Now from the off, I should tell you I have been an environmentalist concerned about carbon emissions since growing up as a young boy in New Zealand scared to death about the then-depleting ozone layer. Of course, we need to protect our natural world – and in the UK that’s exactly what we have been doing, making us the most environmentally friendly country in the developed world.


We will continue to do our bit to save the environment, at a much-increased rate over the next decade. But I have two issues that I want to tackle.

First, the hysterical and purposely provocative language coming from the United Nations today via the Intergovernmental Panel on Climate Change, like Code Red, is designed to cause fear, especially among young people, just like me three decades ago. This is straight out of the UN’s playbook.

As Guido Fawkes reported today, the UN has been predicting planetary disaster for decades, usually scheduled to happen in about a decade’s time. There’s ample proof of that.

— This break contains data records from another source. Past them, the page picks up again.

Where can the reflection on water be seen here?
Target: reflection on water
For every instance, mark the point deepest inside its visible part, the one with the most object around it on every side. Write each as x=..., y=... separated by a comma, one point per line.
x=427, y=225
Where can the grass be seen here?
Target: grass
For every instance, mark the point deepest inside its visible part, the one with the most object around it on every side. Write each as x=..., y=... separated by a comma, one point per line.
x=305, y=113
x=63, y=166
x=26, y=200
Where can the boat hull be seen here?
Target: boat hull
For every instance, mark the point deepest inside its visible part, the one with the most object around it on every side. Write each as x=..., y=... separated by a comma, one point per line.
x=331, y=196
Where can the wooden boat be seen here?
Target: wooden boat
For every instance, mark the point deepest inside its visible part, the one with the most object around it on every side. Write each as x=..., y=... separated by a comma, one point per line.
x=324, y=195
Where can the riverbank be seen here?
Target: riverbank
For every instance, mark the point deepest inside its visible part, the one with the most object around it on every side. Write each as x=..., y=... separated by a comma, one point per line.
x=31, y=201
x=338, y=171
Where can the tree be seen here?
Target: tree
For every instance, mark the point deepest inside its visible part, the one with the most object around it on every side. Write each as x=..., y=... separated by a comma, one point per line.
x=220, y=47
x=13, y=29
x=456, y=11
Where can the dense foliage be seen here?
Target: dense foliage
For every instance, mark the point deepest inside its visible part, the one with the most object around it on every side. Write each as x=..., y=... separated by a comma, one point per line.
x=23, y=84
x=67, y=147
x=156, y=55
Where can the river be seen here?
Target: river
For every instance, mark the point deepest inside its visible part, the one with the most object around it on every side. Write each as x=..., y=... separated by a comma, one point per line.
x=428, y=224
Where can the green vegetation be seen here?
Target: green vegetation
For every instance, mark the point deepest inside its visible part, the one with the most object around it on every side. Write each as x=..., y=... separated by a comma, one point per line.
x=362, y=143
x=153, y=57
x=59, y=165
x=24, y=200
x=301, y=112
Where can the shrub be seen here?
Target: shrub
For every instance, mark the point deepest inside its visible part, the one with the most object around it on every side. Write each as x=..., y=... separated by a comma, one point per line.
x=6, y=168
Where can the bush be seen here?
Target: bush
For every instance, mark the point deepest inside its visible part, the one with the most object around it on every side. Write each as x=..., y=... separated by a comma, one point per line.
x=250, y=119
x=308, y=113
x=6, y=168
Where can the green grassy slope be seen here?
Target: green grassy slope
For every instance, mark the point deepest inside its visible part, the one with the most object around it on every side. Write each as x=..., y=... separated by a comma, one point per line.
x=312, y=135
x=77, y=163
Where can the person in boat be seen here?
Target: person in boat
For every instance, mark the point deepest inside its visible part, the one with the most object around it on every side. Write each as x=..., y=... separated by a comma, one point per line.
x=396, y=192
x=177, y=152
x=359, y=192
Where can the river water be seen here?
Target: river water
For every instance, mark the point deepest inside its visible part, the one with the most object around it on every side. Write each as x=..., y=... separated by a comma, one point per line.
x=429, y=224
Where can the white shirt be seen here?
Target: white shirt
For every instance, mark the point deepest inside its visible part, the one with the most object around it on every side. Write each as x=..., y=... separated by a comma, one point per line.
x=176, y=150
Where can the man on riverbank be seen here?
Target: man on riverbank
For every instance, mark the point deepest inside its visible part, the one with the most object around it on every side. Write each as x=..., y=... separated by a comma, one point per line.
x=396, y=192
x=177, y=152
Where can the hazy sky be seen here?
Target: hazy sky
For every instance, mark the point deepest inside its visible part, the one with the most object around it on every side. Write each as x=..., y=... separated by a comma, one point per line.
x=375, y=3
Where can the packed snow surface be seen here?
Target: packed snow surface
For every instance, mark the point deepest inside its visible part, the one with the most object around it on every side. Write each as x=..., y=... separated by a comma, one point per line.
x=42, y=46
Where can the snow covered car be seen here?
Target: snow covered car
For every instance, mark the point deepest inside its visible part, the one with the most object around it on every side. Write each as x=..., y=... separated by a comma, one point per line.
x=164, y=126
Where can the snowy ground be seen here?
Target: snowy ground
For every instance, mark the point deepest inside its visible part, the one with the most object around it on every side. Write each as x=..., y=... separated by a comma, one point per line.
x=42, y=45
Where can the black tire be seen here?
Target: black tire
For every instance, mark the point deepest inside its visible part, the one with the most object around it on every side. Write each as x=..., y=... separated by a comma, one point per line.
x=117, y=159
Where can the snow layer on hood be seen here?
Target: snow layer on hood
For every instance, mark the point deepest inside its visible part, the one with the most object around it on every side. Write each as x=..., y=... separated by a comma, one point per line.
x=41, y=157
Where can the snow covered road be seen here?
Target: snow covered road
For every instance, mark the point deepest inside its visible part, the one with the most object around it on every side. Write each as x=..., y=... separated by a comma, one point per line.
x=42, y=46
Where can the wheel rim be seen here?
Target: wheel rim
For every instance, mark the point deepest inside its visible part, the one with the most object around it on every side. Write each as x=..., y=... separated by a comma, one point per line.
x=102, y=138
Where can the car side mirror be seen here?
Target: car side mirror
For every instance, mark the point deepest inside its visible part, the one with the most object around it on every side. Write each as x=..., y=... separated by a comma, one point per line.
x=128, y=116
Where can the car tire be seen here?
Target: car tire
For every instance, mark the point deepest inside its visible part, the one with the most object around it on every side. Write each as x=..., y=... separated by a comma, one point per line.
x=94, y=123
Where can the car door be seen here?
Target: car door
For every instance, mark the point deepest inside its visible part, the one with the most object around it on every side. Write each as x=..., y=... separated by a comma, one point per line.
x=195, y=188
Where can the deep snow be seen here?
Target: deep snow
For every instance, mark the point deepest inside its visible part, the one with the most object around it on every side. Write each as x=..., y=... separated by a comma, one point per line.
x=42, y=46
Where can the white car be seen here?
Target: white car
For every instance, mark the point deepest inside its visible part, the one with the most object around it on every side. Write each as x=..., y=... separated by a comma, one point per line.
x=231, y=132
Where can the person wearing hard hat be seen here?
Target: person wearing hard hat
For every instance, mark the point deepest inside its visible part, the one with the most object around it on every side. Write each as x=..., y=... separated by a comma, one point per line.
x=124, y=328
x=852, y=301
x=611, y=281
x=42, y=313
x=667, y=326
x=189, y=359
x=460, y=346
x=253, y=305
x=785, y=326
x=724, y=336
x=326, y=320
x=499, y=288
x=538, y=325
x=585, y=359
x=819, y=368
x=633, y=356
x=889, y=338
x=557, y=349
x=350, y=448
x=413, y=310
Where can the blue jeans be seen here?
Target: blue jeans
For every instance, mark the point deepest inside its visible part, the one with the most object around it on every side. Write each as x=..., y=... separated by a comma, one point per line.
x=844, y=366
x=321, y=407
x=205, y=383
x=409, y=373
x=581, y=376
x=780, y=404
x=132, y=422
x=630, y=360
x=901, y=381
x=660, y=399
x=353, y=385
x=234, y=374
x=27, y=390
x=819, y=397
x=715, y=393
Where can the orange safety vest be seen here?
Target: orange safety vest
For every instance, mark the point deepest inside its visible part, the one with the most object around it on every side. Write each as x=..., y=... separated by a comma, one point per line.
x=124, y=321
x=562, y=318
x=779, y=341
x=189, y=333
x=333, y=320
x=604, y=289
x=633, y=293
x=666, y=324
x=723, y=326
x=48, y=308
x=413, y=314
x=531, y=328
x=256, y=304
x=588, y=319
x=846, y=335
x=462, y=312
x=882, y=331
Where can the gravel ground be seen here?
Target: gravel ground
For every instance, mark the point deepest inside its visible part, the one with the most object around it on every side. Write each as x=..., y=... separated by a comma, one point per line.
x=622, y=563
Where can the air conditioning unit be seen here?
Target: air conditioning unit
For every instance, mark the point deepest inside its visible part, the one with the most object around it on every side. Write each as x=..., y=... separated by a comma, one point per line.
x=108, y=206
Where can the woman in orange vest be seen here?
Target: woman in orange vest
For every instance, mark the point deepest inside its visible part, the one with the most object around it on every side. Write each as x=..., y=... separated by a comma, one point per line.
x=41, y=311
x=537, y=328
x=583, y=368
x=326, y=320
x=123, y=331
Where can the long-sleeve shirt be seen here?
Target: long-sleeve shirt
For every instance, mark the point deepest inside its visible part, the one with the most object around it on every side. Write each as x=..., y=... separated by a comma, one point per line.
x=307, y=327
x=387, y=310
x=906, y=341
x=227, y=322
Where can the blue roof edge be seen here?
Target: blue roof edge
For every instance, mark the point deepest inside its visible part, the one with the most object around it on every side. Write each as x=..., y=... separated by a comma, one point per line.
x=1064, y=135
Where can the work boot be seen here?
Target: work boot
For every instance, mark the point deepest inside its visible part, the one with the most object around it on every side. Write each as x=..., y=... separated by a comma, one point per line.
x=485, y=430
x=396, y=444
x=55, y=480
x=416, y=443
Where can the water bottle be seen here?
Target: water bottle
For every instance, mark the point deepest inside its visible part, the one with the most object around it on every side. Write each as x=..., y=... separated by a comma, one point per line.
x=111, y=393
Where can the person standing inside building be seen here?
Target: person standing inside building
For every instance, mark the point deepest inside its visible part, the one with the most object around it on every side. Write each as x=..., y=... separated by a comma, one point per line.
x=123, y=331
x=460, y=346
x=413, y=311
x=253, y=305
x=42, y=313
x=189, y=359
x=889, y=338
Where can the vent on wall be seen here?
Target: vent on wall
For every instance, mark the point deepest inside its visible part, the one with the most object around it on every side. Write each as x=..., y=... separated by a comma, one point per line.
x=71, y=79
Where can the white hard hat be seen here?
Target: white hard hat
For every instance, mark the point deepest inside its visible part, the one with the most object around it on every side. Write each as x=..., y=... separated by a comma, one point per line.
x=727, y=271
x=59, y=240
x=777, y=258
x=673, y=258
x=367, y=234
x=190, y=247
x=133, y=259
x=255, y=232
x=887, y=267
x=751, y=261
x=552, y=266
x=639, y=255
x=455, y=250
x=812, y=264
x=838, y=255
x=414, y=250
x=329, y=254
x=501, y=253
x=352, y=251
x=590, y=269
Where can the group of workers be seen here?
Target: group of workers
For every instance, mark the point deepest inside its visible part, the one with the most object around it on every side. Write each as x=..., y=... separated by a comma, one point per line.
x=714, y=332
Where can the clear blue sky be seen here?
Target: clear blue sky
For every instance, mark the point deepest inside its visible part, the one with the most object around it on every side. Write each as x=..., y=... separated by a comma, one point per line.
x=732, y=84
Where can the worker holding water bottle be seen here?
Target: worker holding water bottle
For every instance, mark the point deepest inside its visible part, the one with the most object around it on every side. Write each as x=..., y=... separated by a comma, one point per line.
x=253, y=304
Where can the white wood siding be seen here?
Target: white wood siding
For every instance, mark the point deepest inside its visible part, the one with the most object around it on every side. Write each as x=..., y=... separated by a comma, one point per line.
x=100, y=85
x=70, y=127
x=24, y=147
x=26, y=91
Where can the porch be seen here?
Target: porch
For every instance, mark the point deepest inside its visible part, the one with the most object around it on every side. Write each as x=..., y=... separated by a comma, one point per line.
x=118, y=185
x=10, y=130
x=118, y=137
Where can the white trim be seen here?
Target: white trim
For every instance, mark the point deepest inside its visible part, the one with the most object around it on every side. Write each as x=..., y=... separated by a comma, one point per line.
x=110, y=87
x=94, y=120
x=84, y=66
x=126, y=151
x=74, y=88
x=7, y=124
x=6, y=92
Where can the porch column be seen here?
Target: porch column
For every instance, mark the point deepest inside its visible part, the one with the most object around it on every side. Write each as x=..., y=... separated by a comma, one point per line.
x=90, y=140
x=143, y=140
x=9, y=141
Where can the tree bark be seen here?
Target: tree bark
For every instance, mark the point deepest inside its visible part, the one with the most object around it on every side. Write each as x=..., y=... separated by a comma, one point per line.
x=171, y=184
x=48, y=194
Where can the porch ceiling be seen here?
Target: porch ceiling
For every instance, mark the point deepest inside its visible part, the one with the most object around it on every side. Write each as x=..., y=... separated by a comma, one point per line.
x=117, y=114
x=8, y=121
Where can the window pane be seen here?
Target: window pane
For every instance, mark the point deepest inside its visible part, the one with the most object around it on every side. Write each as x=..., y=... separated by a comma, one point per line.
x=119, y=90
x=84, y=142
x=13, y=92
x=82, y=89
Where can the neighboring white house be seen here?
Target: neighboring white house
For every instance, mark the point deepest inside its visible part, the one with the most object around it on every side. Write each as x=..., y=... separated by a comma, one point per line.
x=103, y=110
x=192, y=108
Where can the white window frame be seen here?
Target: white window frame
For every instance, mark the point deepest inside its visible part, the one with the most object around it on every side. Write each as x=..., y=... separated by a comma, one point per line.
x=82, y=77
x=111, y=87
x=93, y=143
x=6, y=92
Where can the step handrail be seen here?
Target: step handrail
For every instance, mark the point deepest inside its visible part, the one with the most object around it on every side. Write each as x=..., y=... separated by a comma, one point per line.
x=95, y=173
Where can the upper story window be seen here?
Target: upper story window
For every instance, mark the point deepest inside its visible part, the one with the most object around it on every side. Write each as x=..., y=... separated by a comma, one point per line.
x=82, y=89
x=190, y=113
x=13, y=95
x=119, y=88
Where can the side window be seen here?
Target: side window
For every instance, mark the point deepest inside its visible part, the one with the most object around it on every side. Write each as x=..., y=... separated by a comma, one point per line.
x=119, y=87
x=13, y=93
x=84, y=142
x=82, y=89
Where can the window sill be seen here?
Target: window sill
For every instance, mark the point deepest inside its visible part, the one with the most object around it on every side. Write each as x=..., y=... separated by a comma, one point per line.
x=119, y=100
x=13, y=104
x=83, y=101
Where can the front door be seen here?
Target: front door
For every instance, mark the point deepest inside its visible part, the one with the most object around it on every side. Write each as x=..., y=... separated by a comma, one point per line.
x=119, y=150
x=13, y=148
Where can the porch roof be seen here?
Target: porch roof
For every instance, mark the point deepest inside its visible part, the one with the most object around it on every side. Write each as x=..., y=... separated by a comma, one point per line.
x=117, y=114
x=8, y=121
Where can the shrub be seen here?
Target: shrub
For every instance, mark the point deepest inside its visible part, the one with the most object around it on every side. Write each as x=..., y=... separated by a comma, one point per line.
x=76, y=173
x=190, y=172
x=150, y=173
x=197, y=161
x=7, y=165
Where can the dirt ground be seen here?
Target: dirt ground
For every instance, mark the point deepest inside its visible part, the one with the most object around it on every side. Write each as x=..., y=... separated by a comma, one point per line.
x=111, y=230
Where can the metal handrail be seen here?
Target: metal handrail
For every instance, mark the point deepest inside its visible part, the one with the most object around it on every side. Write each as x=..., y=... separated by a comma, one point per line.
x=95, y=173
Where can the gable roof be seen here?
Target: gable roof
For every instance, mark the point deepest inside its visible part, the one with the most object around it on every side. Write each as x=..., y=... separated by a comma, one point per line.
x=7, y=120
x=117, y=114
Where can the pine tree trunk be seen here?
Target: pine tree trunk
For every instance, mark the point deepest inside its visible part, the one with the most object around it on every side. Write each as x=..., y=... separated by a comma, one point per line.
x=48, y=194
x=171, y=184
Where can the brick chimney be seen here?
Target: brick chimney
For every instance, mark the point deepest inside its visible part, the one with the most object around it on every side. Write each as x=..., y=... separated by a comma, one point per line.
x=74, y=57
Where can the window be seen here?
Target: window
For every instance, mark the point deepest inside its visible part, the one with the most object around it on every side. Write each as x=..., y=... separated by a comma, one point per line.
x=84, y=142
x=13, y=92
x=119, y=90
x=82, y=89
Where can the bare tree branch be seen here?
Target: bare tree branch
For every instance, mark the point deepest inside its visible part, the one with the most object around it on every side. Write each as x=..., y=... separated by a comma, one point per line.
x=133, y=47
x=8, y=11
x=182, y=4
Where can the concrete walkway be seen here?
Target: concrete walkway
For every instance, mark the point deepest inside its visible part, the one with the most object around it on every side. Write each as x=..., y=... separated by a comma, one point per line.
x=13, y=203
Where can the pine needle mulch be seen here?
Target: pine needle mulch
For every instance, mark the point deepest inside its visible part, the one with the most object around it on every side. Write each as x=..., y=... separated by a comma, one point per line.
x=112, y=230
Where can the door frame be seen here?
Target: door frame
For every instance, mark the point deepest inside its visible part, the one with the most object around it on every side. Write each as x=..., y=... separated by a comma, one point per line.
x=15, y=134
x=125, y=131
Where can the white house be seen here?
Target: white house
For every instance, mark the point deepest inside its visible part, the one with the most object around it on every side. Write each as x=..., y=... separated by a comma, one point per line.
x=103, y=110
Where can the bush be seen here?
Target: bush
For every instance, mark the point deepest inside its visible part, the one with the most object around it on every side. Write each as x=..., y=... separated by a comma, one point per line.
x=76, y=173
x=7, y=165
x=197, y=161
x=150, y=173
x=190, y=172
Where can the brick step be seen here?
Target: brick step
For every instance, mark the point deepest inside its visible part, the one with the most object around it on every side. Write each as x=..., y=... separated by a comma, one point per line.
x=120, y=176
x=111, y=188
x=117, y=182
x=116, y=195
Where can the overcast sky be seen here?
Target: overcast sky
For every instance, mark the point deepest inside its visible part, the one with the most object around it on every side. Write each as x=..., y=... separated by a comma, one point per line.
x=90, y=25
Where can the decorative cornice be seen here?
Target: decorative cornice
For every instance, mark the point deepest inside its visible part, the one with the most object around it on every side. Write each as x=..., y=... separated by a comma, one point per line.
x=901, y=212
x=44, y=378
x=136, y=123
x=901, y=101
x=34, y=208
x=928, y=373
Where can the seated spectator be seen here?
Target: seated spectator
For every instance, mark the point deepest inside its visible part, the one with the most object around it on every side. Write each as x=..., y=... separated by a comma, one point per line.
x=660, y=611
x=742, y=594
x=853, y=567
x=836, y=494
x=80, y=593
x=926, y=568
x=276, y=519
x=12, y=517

It was way back in 1972 that Maurice Strong, the first UN Environment Programme director said that the world “had just ten years to avoid catastrophe”. Ten years later, his replacement Mostafa Tolba said we had until the turn of the millennium before dealing with “an environmental catastrophe as irreversible as any nuclear holocaust”.

As 1990 rolled around Tolba said we had just five years, “otherwise we’d lose the climate struggle”. You get the drift.

Perhaps it’s a successful PR strategy to allow leaders to convince their populations they need to spend more taxpayer money to combat climate change. But I resent the constant spreading of terror – especially given we are making plans and being at the forefront of change.

What the UN should really be doing is calling out international bad actors like China – by far the worst carbon criminal, responsible for 29.1 per cent of all emissions. But that wouldn’t be PC.

It’s far easier to target liberal democracies like the UK, where Extinction Rebellion mobs run wild.